After processing that for a few seconds, Dan’s face ignited. “Cork my goddamn pistol. That was when Verge downsized the star fleet.” His gaze, strangely matching Ghid’s in green intensity, narrowed. “What happened?”
“What do you think?” Ghid flung. “The gang at Big Idea finally figured out we weren’t all dead, and tracked us to the hideout.”
“So you had to break camp again?”
“Not until after your mom struck a pure genius deal with them, giving us the green light to move into the facility at A-fifty-one.”
Shay couldn’t figure out how to react to that. He processed the genius reference, but the rest was lost beneath his haze of raging memories—four half-conscious, torture-filled days’ worth. The shit churned through him as a physical force, driving him to his feet again. “She…was the one…responsible for transplanting your asses into that hell?”

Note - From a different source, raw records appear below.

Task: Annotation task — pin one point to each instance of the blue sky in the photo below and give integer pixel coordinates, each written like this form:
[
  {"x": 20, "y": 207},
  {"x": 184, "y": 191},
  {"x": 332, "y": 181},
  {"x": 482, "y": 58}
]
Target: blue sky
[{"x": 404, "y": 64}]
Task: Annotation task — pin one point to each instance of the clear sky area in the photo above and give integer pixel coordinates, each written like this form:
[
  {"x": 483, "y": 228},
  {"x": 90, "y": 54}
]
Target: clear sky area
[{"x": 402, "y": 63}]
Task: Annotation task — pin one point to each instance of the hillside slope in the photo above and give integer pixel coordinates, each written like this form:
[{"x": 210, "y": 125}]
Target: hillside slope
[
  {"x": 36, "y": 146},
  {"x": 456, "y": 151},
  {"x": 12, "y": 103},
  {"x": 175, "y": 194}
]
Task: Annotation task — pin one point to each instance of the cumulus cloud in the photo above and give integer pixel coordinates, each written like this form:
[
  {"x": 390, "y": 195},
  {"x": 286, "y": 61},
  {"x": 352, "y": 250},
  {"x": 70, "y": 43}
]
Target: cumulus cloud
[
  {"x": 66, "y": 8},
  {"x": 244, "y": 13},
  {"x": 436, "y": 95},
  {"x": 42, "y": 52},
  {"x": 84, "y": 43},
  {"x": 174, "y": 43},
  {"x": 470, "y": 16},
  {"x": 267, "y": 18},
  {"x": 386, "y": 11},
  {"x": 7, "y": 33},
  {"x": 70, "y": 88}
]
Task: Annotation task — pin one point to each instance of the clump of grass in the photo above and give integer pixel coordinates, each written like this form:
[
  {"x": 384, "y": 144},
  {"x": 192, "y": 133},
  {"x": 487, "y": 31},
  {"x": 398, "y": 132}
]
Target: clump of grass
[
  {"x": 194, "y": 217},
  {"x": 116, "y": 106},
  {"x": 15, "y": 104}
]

Ghid stunned them all by turning like a cornered animal. More accurately, a peeved rhino. Fury flashed in his eyes. Shay wondered if a horn really would bust loose in place of his nose. “She didn’t have a lot of options by that point, all right? The feds promised us there’d be no more restraints or dissection-style tests. Mel was still tormented about inking the contract with them, knowing she didn’t trust them enough to leave us alone in a base that wasn’t even publically acknowledged by the government at the time. But by that point, Stock was out of control on letting the lies and corruption take over his life.” He paused, breathing hard, looking ready to wrestle a fucking bear. “I was the one who finally begged her to sign again with the feds—after I found Stock just a few inches away from raping her.”